Storage provider credential evidence is owned by the storage domain in storage_credential_sessions. IAM Token Issuer records the common issuance metadata and audit action, while storage records bucket/grant scope and provider-session posture. The evidence row is user-safe operational data and must contain only:

  • credential_session_id
  • GPUaaS actor and requested provider-session actor summary
  • bucket_id, prefixes, permissions, and provider backend
  • credential type, client kind, issued/expiry timestamps
  • provider session/policy references that are not themselves credentials
  • revocation state and source workflow/correlation metadata

The evidence row must not contain raw provider access keys, secret keys, session tokens, wrapped-token bytes, provider admin credentials, raw provider policy JSON, or any material that can be replayed as a credential.

Storage And WEKA

IAM Token Issuer should not know WEKA policy internals. Storage remains the owning domain for grant checks and provider adapter behavior.
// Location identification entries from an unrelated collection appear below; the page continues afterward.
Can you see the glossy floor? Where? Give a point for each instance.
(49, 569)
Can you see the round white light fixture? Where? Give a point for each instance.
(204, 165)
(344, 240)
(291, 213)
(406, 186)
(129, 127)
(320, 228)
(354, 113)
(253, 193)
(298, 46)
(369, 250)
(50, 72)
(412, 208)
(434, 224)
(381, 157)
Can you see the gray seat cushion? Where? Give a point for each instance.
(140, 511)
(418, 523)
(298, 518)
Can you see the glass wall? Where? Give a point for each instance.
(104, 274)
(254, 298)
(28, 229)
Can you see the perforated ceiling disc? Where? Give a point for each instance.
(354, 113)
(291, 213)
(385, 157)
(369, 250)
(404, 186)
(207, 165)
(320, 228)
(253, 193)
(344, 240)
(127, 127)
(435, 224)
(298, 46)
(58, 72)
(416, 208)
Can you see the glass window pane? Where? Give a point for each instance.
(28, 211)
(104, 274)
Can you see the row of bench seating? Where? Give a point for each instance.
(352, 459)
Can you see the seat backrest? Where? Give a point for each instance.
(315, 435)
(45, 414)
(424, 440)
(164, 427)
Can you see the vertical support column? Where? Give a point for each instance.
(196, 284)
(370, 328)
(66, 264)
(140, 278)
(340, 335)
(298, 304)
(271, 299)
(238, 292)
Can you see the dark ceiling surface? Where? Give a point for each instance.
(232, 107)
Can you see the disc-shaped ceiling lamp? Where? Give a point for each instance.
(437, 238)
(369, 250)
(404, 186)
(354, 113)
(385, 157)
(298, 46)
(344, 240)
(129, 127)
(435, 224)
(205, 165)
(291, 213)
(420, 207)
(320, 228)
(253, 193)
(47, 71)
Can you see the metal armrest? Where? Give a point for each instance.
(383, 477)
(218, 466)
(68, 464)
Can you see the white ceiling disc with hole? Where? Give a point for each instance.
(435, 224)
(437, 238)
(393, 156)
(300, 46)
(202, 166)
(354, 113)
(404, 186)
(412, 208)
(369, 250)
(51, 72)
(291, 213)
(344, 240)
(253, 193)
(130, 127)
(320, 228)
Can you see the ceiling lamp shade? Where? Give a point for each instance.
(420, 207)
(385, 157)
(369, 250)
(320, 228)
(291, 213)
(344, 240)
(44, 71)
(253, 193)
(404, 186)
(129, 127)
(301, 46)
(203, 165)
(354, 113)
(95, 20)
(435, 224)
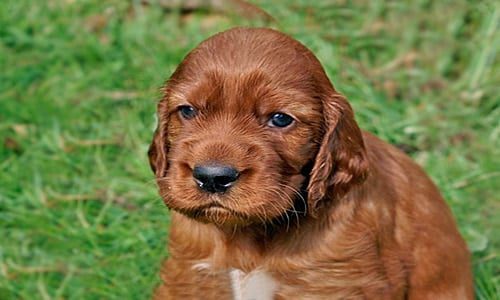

For direct S3/SDK credentials:

storage service
  -> validates bucket/grant/project access
  -> calls IAM token issuer provider-session issuer
  -> provider adapter issues short-lived credential or wrapped delivery
  -> storage_credential_sessions evidence row
  -> audit action auth.provider_credential.issue + storage.credential.issue
  -> one-time response with credential material + credential_session_id

For WEKAFS/POSIX mounts:

  • IAM Token Issuer may issue workload/service-account tokens used by workers or controllers to fetch mount plans.
  • The node-agent should still receive typed node tasks, not raw provider admin credentials.
  • Mount plans and provider endpoints are user-safe operational data; mount secrets or provider admin credentials must remain in Vault or wrapped delivery.

Endpoint Strategy

Do not add a broad public /iam-token-issuer endpoint in v1.

Preferred path:

  1. Add an internal Go package/interface used by existing auth endpoints.
  2. Migrate service-account token issuance to the issuer.
  3. Migrate shared-runtime operator issuance to the issuer.
  4. Add narrowly scoped API endpoints only when a domain needs them, for example:
  5. existing /api/v1/auth/service-account/token
  6. existing /api/v1/auth/shared-runtime-operator/token
  7. existing/planned storage credential endpoint /api/v1/v3/storage/{bucket_id}/credentials
  8. Keep provider credential issuance behind the owning domain API, not a generic user-facing token endpoint.

Package Boundary

Proposed package:

packages/services/auth/iamtokenissuer

Initial interface:

type Issuer interface {
    IssueServiceAccountToken(ctx context.Context, input ServiceAccountTokenInput) (*BearerToken, error)
    IssueSharedRuntimeOperatorToken(ctx context.Context, input SharedRuntimeOperatorTokenInput) (*BearerToken, error)
}

Follow-on provider credential interface should be added only after the storage adapter needs it:

type ProviderCredentialIssuer interface {
    IssueProviderCredential(ctx context.Context, input ProviderCredentialInput) (*ProviderCredential, error)
}

The issuer may live inside packages/services/auth at first if that avoids a premature package split. The key invariant is a single issuer path and single audit/policy contract.

Security Rules

  1. No token or credential material in query parameters.
  2. No credential material in logs, traces, read models, or durable UI state.
  3. Every issuer path uses constant-time credential comparison where secrets are verified.
  4. Every issuer path has a max TTL enforced by policy.
  5. Every issuer path has an explicit audience.
  6. Scope normalization is centralized.
  7. Actor/resource binding is server-authoritative; clients cannot mint cross-project or cross-tenant tokens by choosing claims.
  8. Token signing keys must remain platform custody. Production hardening should move from local envelope-key HS256 to KMS/Vault/JWKS-backed signing.

Migration Plan

Phase 1: Extract Current Issuers

  • Add an IAM token issuer service path used by both current token endpoints.
  • Keep wire contracts unchanged.
  • Preserve current TTL policy and claim shapes.
  • Add unit tests proving both old endpoints emit equivalent claims.
  • Add audit rows for successful and failed token issuance if not already present.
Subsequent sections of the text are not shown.